I'm paying more attention to how interesting it is to watch people on the left try to reconcile their mental image of Obama as a cerebral, rational, pillar of tolerance and understanding (and promoter of science and education) even as he loudly proclaims that he's an adherent to all-powerful magic invisible friends and whatnot. That's what's fun to watch.
Don't disappoint your bird dog. Go to the range.
Just because you believe that there is something out there larger than yourself does not mean you turn your brain off
Just the part that processes things like the Tooth Fairy and the Easter Bunny.
the last poll I saw ~80% of the adult population in the US believed in God (not necessarily Jesus but a creator) so why do you find it surprising that the candidates would pander to a group that large?
No, the real question is, why would someone who calls himself the Candidate For Change, and who is proclaimed by all of his media talking point specialists as a staggering intellect, a man of science and reason and "progressive" thinking (whatever the hell that's supposed to mean), not use the opportunity of having the public spotlight to actually see about making it less fashionable to proclaim belief in the supernatural? How many of those 80% do you suppose just say that because of peer pressure? I expect it's a huge share of them. Obama says he doesn't like the "old" ways of doing things... but at the same time he says he gets his entire ethical framework from a frequently mis-translated collection of 2000-year-old (and more recently edited, obviously) mythology that includes descriptions of an all-powerful, all-loving God that - oddly - still to this day likes to kill innocent children with lukemia and bolts of lighting.
Everyone has filters that they see the world through. Which set are you using?
Here's an intereting notion: how about seeing it as it actually is, rather than filtering it? You could even consider seeing your candidates that way.
Don't disappoint your bird dog. Go to the range.
Perhaps because even intelligent people don't necessarily agree about things, especially when talking about the existence or nature of supernatural, which is by definition impossible to verify either way with science. It is possible to be intelligent and a man of science and still believe in supernatural; "intelligent" doesn't mean "thinks like I do".
A more cynical part of me suggests that he's using that intellect to predict the reactions to such proclamation, and has decided it would likely cost him more support than it'd gain.
You know, "I think they lied" is not a very convincing way of rebutting statistical data you don't like. Some might even suggest you're not being very scientific, and not looking at reality as it is, but rather through a filter ;).
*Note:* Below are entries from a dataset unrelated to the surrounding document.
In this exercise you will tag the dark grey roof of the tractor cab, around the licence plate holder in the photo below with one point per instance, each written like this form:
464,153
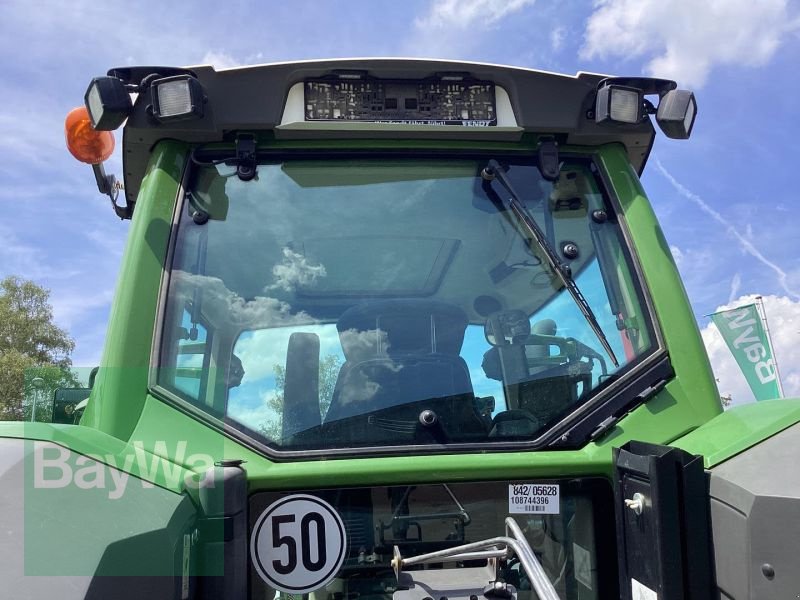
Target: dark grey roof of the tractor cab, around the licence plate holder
258,98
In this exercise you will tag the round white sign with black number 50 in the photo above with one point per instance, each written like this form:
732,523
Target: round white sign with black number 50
298,544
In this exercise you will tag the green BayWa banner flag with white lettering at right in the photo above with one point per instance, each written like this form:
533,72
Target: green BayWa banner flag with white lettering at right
742,330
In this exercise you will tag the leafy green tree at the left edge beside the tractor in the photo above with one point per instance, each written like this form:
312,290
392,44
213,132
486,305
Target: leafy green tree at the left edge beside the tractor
34,351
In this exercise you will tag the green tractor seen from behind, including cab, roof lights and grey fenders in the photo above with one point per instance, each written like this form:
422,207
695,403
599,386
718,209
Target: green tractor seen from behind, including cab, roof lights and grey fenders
396,329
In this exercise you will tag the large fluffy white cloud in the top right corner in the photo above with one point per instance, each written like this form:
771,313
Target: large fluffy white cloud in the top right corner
686,40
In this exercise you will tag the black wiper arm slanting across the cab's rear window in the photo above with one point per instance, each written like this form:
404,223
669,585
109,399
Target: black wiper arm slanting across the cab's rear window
493,171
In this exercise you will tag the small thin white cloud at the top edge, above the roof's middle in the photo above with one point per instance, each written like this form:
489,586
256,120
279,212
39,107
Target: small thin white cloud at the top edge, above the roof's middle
463,14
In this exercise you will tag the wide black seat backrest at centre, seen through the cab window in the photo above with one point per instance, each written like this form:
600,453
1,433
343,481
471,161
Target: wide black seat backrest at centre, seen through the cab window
399,352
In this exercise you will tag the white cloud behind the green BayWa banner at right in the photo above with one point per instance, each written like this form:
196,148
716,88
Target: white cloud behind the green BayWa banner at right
783,316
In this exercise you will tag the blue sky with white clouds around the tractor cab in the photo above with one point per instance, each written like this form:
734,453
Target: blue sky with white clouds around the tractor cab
727,198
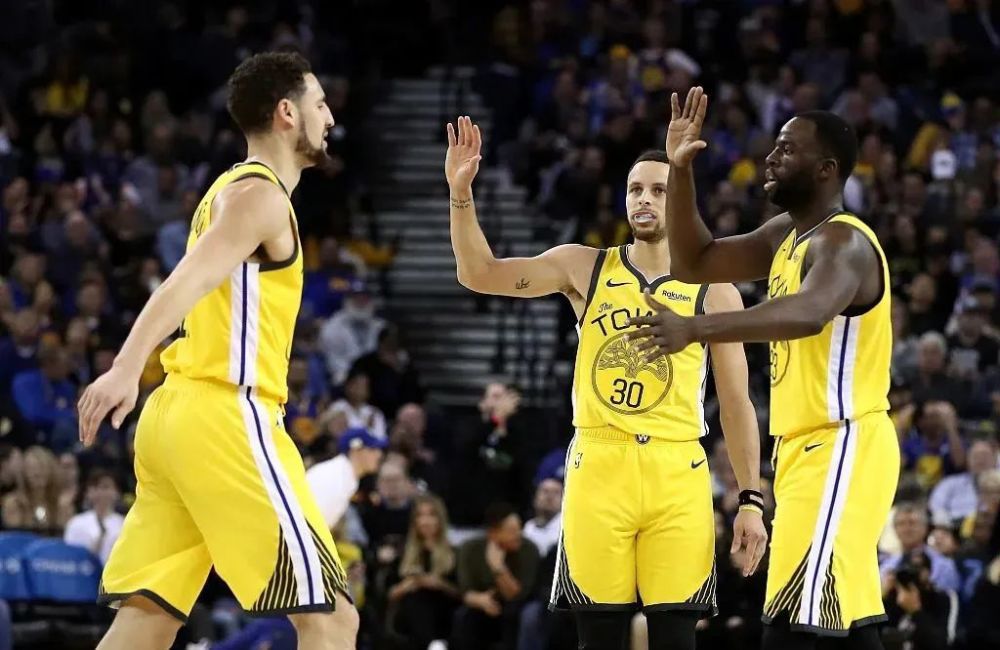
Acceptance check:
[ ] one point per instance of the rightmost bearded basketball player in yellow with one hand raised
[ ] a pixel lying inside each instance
(827, 320)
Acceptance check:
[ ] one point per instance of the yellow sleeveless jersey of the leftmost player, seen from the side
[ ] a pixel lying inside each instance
(240, 333)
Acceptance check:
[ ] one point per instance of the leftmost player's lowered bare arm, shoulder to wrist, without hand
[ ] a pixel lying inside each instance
(245, 215)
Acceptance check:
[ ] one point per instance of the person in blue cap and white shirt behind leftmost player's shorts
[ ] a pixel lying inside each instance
(334, 482)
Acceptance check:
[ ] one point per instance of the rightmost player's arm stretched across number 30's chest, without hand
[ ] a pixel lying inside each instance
(840, 256)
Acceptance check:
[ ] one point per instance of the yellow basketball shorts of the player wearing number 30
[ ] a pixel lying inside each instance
(637, 521)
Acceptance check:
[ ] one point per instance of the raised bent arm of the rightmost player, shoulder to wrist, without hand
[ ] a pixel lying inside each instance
(695, 256)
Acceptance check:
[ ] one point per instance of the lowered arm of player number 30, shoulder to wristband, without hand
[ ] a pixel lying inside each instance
(739, 420)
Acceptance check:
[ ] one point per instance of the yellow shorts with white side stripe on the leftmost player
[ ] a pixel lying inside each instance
(221, 483)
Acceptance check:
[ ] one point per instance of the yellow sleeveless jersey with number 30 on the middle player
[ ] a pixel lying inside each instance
(613, 385)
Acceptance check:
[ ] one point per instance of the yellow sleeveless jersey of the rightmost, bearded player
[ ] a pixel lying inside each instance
(840, 374)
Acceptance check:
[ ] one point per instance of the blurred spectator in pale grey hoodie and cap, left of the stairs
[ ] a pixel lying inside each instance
(350, 333)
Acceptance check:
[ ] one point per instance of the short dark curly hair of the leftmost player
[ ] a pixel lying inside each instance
(259, 83)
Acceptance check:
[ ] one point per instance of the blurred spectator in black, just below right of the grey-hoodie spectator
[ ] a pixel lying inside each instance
(394, 379)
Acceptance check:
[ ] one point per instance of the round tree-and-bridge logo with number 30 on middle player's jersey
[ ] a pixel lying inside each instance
(625, 382)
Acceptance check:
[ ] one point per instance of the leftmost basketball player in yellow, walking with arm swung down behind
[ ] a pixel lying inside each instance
(220, 481)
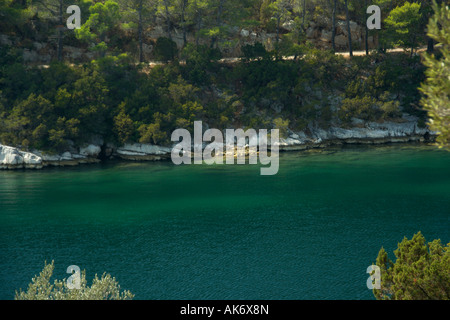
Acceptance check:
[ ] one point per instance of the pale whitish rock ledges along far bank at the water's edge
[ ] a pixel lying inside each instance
(370, 133)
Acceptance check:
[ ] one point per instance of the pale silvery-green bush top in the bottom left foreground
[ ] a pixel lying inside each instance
(41, 288)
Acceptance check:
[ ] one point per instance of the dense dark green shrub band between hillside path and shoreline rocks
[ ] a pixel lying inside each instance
(60, 106)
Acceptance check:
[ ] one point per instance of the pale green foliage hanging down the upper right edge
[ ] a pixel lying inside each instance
(437, 85)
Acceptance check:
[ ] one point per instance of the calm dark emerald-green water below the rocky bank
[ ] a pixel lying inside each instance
(225, 232)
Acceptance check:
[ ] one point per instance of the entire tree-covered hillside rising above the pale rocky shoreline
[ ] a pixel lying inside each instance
(97, 82)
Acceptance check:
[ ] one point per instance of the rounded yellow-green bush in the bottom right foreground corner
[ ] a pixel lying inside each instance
(421, 271)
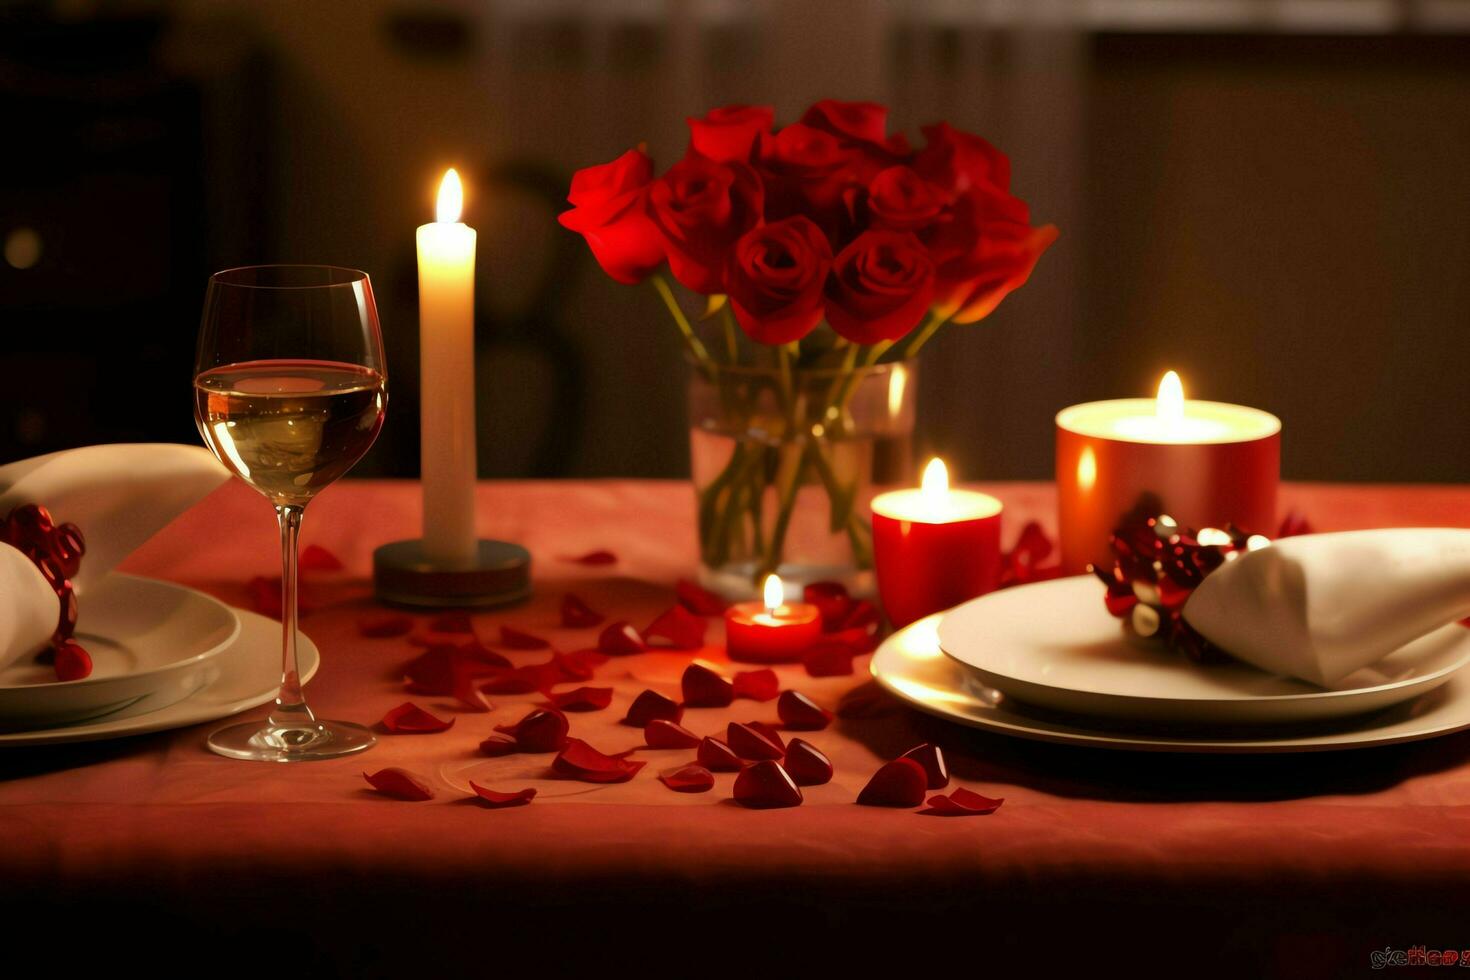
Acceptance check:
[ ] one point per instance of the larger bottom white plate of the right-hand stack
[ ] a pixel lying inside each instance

Sadly, that is impossible. At it's most fundamental known level the world is just a list of properties (spin, place, velocity, etc.) of various particles. Extracting any kind of useful data out of that requires interpreting them; for example, your ability to see is based on your brain interpreting the chemical changes in your retina as reflecting the energy of photons hitting it, while your ability to read this text is your brain interpreting certain patterns of black and white as equivalent to speech.
Basically, there is no objective reality beyond that fundamental level; everything besides the list of properties of basic particles is just you interpreting that list with a filter that gives you information you consider relevant. A photon in a particular state is in that state objectively, but a dead rabbit might be a curiosity, insignificant, or a meal, depending on who you ask; if it's been dead long enough, some might even argue that it isn't rabbit but dust.
This gets even worse with political candidates, because the very same candidate, who's message is understood and character and abilities judged in the exactly same way by two people, might be considered entirely differently by them, depending on the filter of what they consider desirable.
Forget magic. Any technology distinguishable from divine power is insufficiently advanced.